IADIZA   20886
INSTITUTO ARGENTINO DE INVESTIGACIONES DE LAS ZONAS ARIDAS
Unidad Ejecutora - UE
congresos y reuniones científicas
Título:
Evidencia molecular para una hipótesis filogenética de la subfamilia Entiminae (Coleoptera: Curculionidae)
Autor/es:
PEREYRA, VANINA A.; MARVALDI, ADRIANA ELENA; FERRER, MARÍA SILVIA; LANTERI, ANALÍA A.
Lugar:
La Plata - Buenos Aires
Reunión:
Congreso; IX Reunión Argentina de Cladística y Biogeografía; 2010
Institución organizadora:
Facultad de Ciencias Naturales y Museo - La Plata
Resumen:
La subfamilia Entiminae Schoenherr, con 1340 géneros y más de 12000 especies descriptas a nivel mundial es la más diversa de Curculionidae y reúne a los gorgojos conocidos como broad-nosed weevils, siendo muchos de sus miembros de interés agrícola. Está clasificada en 55 tribus según el catálogo de Curculionoidea más reciente. Sin embargo, su monofilia no está libre de dudas. Muchas tribus reconocidas actualmente serían artificiales, definidas en base a simplesiomorfías o estudios de géneros Paleárticos, cuya relación con los grupos del Hemisferio sur aún se desconoce.

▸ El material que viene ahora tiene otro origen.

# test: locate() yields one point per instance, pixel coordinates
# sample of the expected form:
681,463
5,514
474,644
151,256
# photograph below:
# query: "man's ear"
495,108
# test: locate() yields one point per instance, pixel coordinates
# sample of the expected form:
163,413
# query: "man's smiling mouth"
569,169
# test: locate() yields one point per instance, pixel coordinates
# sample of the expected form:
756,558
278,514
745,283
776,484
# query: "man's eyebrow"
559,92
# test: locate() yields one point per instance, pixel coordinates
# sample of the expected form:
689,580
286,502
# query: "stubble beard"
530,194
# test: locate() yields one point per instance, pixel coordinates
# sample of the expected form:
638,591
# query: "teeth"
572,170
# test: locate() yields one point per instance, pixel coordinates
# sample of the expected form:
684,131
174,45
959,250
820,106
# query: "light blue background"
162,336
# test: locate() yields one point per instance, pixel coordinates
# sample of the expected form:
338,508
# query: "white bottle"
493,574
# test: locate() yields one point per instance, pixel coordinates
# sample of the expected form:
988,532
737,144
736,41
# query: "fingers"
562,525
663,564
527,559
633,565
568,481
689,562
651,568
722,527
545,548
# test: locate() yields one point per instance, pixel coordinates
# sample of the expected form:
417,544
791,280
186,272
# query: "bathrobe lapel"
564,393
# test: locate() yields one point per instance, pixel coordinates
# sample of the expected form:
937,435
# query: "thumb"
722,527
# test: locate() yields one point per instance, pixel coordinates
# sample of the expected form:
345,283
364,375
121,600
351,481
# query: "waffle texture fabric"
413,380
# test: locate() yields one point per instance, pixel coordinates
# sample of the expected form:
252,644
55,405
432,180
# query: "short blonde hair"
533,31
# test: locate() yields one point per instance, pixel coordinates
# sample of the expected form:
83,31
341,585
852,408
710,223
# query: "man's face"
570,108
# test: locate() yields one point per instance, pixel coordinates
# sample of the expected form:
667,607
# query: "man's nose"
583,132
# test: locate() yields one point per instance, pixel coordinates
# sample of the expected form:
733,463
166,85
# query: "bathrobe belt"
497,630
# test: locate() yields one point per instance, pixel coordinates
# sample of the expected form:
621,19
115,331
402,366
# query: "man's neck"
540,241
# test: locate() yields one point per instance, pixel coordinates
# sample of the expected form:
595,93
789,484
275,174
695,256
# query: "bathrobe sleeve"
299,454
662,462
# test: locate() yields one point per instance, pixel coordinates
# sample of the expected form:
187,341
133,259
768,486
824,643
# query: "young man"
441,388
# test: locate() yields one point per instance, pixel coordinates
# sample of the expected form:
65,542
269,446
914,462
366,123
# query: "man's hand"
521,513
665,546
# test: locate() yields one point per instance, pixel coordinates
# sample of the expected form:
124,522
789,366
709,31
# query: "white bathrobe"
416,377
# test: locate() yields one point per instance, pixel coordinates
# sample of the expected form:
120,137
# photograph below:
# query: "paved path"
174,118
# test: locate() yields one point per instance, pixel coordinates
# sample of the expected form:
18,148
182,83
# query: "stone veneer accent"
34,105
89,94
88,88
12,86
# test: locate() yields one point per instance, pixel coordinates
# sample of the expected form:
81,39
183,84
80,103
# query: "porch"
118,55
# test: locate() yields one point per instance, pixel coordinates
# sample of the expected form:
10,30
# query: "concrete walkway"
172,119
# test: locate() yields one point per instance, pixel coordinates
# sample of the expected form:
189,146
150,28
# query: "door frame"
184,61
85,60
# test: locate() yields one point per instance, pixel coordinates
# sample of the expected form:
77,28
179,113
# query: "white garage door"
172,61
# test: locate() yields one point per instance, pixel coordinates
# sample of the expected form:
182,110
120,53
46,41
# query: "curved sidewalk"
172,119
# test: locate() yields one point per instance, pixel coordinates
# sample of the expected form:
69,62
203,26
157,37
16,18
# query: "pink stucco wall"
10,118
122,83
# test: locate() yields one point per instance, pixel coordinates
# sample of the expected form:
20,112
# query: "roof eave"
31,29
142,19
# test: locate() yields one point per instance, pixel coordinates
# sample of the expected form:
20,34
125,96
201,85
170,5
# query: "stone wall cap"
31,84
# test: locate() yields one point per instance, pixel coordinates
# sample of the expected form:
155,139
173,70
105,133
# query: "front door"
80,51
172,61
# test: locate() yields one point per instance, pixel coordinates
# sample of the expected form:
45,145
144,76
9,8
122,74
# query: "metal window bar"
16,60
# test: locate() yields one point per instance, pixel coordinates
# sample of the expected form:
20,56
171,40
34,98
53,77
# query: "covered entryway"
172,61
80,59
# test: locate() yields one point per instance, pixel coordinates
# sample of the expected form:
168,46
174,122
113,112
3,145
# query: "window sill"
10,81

Por estas razones, sería valioso contar con una filogenia basada en caracteres moleculares, que provea evidencia independiente para poner a prueba la monofilia de Entiminae, clarificando las relaciones de los grupos que la componen y en especial las relaciones de sus representantes  sudamericanos. Por otra parte, no se sabe con certeza cuál es su grupo hermano. La evidencia disponible sugiere que sería un grupo o subgrupo de gorgojos actualmente clasificados en Cyclominae (incluyendo Amycterini, Aterpini, Rhythirrinini, etc.), por lo que también se espera que la evidencia molecular contribuya a esclarecer estas relaciones. Con el objetivo final de lograr una hipótesis filogenética robusta para esta subfamilia, se ha realizado un estudio exploratorio usando secuencias de cinco marcadores moleculares, elegidos por tener diferentes niveles de variación y velocidad de cambio evolutivo para asegurar resolución a distintos niveles de la filogenia. Ellos son dos marcadores nucleares ribosomales: 18S ADNr (~2000 pares de bases) y 28S ADNr (regiones D2 y D3, ~800 pb); un marcador mitocondrial ribosomal (16S ADNmt, regiones IV y V, ~600 pb); un gen nuclear codificante para proteína (Arginina Kinasa, ~500 pb) y un gen mitocondrial codificante para proteína (Citocromo Oxidasa I, ~1300 pb). El estudio se hizo en base a secuencias disponibles en GenBank de una muestra representativa de varias tribus de Entiminae y taxones empleados como grupo externo, y a nuevas secuencias obtenidas en laboratorio. El análisis cladístico de los datos sugiere que Entiminae y Cyclominae están efectivamente relacionadas y muestra que los marcadores utilizados recuperan algunos agrupamientos sugeridos por la morfología. Estos resultados serán complementados mediante un muestreo de taxones más amplio y la incorporación de un marcador nuclear adicional.